Il y en avait beaucoup. Je pense notamment à Ludo (Giuly) qui était déjà au Club depuis plusieurs saisons, et qui connaissait donc les rouages. Il y avait aussi Lucas Bernardi ou Edouard Cissé. Les Français, qui étaient jeunes comme Julien Rodriguez ou Sébastien Squillaci, ne parlaient pas trop mais avaient de la personnalité. On peut aussi ajouter Fernando Morientes ou Andreas Zikos. Pour résumer, on était un bon groupe qui se parlait et qui ne laissait pas passer les choses. On pouvait discuter de tout.
Et au final, c’est ce qui a forgé la réussite de ce groupe.
Oui, on était un groupe d’amis mais on était tous ambitieux. Certains comme Fernando Morientes, Andreas Zikos, Ludovic Giuly…, avaient déjà joué à haut niveau, et voulaient le rester, tandis que ceux qui n’y étaient pas encore avaient la volonté de l’atteindre comme Jérôme Rothen, Patrice Evra ou Sébastien Squillaci par exemple. C’est ce qui a fait la force de ce groupe qui était également fort mentalement.

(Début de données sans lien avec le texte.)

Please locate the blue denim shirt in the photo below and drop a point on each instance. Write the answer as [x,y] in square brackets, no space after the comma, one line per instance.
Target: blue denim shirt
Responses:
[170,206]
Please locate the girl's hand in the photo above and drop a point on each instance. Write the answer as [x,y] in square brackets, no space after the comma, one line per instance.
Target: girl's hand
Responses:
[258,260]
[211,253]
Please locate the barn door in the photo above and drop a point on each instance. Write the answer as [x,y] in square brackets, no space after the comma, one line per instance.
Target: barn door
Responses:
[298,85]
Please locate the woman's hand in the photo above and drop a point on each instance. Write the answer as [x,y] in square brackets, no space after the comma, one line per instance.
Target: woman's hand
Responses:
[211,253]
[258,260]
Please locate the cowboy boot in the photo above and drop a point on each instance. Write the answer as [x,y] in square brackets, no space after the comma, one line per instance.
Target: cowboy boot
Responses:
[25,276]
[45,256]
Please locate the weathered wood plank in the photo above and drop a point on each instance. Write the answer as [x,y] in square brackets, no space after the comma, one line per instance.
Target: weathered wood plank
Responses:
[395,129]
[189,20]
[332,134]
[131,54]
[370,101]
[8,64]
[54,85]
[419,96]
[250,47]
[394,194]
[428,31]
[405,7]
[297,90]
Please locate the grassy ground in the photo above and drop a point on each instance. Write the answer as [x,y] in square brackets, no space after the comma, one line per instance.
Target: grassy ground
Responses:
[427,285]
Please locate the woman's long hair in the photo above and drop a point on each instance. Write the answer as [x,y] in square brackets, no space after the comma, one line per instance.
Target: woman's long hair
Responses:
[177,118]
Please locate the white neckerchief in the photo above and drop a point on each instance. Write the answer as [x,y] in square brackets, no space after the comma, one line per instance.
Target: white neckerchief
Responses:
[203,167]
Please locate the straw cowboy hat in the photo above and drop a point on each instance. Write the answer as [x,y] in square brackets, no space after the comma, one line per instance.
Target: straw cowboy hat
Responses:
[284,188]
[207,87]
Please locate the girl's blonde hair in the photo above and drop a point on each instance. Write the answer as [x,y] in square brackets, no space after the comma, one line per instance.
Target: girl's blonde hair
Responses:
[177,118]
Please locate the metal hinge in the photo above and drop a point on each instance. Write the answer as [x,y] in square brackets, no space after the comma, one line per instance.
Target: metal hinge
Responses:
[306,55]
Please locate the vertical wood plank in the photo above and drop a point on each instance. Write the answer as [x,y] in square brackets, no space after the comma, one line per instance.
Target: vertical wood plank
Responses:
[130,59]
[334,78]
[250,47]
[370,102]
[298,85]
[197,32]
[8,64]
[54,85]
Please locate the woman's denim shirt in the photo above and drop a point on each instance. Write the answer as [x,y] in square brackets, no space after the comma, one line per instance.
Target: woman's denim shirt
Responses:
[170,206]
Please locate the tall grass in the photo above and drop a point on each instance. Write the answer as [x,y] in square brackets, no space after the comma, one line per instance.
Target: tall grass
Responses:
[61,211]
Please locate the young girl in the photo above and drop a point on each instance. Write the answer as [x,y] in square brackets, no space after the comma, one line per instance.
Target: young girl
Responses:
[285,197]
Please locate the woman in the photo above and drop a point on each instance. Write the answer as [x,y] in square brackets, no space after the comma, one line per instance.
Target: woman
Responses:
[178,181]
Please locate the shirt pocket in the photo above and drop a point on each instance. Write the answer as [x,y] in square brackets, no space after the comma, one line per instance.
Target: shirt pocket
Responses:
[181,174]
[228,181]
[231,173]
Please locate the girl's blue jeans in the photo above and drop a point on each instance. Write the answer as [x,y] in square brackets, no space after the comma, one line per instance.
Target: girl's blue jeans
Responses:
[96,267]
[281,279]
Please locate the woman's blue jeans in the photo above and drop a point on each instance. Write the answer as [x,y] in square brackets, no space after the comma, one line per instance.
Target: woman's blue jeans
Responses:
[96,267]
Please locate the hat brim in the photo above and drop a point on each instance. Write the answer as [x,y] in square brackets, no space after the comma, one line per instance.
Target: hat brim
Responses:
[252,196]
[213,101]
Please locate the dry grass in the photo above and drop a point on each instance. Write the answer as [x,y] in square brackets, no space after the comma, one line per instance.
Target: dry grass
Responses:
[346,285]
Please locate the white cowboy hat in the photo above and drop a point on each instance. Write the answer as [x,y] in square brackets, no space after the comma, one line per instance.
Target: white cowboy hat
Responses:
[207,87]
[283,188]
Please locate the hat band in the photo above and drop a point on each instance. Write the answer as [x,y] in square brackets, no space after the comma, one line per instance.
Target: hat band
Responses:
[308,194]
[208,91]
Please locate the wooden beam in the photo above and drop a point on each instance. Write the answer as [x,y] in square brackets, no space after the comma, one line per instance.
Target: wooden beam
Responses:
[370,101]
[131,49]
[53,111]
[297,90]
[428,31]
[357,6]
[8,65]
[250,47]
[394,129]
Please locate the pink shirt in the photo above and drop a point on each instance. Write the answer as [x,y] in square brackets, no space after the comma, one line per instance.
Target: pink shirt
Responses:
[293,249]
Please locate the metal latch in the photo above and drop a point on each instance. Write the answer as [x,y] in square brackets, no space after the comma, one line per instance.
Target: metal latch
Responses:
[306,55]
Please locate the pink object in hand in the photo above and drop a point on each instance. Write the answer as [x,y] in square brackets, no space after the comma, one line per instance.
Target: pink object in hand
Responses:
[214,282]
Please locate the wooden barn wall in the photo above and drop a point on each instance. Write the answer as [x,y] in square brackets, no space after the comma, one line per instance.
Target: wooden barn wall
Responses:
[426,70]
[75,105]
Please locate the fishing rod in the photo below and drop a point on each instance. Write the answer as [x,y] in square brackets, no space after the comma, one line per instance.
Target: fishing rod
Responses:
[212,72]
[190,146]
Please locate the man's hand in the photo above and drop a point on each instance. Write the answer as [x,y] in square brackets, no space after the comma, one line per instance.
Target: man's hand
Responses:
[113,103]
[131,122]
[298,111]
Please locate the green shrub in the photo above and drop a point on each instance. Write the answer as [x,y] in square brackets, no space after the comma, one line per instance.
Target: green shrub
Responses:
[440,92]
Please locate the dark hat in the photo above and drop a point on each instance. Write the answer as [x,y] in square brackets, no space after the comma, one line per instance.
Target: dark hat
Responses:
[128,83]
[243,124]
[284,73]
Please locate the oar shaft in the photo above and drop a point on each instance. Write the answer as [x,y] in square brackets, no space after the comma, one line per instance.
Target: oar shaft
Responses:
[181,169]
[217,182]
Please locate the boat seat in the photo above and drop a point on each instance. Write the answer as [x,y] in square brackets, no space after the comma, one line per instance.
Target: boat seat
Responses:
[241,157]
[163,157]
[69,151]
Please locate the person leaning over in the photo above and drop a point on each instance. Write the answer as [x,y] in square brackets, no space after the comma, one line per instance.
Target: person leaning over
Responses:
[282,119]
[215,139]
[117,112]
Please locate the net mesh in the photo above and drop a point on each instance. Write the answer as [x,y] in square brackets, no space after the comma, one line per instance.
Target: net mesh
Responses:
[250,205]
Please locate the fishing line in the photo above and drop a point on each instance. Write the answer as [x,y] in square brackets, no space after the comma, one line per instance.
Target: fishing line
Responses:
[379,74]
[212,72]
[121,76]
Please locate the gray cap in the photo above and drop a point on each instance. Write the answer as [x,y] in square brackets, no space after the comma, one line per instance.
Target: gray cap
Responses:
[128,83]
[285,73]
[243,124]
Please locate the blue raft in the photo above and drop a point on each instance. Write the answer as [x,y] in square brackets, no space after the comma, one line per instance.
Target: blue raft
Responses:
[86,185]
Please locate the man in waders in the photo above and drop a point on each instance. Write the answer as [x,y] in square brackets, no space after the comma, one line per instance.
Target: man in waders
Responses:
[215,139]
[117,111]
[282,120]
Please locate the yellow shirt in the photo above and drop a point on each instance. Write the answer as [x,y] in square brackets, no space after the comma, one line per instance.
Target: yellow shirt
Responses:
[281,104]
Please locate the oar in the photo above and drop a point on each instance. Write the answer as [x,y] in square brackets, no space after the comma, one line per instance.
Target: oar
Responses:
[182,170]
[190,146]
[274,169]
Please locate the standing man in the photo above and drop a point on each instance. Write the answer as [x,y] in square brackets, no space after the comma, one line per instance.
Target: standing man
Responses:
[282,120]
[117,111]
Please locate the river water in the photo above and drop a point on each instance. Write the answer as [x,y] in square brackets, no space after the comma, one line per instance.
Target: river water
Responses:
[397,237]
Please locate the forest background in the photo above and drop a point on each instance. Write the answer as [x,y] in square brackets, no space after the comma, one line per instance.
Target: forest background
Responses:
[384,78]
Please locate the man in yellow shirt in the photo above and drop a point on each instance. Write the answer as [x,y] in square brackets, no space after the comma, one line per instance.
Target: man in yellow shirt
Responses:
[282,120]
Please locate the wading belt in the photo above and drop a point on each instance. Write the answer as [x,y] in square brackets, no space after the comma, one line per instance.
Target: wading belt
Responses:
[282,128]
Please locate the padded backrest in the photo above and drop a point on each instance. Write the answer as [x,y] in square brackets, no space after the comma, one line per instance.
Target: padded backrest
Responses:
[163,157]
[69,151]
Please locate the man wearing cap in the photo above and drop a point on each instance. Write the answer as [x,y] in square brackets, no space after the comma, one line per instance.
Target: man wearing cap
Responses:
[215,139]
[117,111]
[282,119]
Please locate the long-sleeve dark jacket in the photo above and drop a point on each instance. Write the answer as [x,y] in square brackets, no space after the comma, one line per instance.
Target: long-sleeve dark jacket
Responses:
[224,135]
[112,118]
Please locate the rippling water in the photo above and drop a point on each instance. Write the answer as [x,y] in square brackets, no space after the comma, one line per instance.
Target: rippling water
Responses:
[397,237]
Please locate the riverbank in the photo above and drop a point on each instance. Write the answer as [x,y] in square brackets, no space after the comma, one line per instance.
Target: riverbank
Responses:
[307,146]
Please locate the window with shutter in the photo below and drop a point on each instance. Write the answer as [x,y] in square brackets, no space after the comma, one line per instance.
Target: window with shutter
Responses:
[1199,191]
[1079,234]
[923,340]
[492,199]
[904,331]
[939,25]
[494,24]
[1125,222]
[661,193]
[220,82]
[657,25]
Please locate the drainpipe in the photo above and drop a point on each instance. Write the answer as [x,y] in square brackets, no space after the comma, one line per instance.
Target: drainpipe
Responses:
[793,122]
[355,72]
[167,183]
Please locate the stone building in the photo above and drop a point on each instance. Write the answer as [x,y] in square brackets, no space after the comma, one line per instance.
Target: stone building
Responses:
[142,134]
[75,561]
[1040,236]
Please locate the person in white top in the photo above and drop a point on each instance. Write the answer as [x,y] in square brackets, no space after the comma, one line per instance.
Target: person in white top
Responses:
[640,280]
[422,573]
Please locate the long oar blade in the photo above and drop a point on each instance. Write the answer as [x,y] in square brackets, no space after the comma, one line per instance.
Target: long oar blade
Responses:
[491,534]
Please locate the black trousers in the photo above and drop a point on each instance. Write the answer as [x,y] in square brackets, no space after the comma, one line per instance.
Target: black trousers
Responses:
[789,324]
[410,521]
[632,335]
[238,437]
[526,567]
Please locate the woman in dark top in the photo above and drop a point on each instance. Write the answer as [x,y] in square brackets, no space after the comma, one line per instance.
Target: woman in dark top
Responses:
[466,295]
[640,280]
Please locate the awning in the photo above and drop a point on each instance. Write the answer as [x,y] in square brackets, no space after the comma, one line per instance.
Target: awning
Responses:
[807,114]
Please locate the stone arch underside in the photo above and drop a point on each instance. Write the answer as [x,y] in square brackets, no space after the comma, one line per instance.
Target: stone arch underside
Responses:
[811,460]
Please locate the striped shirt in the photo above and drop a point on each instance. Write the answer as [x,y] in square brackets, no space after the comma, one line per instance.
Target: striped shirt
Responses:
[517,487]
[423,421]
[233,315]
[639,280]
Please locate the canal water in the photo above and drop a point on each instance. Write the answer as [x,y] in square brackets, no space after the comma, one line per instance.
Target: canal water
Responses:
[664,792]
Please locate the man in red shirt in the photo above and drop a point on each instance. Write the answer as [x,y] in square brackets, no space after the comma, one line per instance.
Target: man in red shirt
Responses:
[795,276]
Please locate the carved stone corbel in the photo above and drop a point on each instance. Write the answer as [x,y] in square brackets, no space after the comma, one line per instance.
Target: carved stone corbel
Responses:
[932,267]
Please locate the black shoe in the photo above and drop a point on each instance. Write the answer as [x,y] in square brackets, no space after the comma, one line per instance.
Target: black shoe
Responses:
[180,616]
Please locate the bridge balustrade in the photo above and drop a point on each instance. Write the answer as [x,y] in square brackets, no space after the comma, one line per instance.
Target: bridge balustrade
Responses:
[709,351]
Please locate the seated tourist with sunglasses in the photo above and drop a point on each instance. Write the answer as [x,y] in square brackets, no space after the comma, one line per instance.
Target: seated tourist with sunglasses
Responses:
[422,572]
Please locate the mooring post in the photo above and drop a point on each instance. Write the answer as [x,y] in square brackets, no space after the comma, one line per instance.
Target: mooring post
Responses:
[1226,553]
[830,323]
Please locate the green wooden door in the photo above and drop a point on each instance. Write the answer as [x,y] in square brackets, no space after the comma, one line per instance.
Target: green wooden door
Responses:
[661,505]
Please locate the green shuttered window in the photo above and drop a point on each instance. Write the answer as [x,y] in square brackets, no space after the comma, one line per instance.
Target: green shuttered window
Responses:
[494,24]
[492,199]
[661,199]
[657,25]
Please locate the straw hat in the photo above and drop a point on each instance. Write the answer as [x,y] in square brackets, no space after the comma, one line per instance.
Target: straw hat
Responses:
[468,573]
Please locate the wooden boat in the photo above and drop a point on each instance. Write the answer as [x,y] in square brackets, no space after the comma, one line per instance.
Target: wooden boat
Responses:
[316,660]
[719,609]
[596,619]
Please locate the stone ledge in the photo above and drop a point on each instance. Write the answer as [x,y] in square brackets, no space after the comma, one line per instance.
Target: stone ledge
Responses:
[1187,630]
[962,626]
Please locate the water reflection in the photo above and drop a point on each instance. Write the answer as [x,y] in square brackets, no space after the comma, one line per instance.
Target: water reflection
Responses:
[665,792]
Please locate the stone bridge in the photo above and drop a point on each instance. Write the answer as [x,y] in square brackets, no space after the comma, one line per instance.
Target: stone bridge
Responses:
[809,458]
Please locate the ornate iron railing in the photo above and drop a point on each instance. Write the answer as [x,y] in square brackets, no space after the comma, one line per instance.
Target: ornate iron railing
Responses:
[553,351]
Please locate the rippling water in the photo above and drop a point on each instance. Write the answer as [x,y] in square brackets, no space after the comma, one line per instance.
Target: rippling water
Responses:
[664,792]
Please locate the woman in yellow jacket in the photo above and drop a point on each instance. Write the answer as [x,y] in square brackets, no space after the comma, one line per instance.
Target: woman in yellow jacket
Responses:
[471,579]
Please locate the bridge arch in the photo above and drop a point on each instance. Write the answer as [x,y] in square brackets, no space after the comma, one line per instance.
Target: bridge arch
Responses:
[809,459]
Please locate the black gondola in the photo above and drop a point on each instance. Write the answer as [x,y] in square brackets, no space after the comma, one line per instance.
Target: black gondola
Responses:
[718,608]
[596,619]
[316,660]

Qu’est-ce que vous ressentez lorsque vous pensez au fait que vous avez disputé 249 matchs avec l’AS Monaco ?
Je suis content de me dire que j’ai eu la chance de jouer près de 250 matchs avec l’AS Monaco. Je l’étais aussi lorsque j’ai pu revenir au Club pour y finir ma carrière parce que j’avais passé huit saisons auparavant, entre 2001 et 2009. Finir ici était quelque chose de très important pour moi puisque j’y ai quasiment passé la moitié de ma carrière et j’ai eu la chance de gagner quelque chose avec la Coupe de la Ligue.
De plus, j’avais encore des amis dans le vestiaire. C’était donc fondamental de revenir, et ce même si le Club était à l’époque en Ligue 2. On a ensuite eu la joie de remonter en Ligue 1 et de nous qualifier en Ligue des Champions l’année suivante. Puis je suis parti puisque l’âge ne m’aidait pas à ce moment (rires). Je retiens vraiment que des choses positives à l’AS Monaco.
Vous recevez alors un vibrant hommage à l’issue de la dernière journée en 2014. J’imagine que ça vous a marqué ?
J’ai forcément un bon souvenir et beaucoup d’émotions. Le coach Ranieri m’avait fait jouer. Dans ma tête, le match en lui-même passait en second plan. Ce qui me venait à l’esprit à ce moment, c’était le fait de me dire que c’était la dernière fois que je serais ici, sur un terrain, avec les gars. Je ne pensais qu’à ça. J’étais aussi heureux de voir les joueurs de Bordeaux venir me saluer et me féliciter avec respect. Il y a eu ensuite la fête avec les supporters et à l’intérieur du Club. C’était une belle soirée mais forcément difficile en termes d’émotion.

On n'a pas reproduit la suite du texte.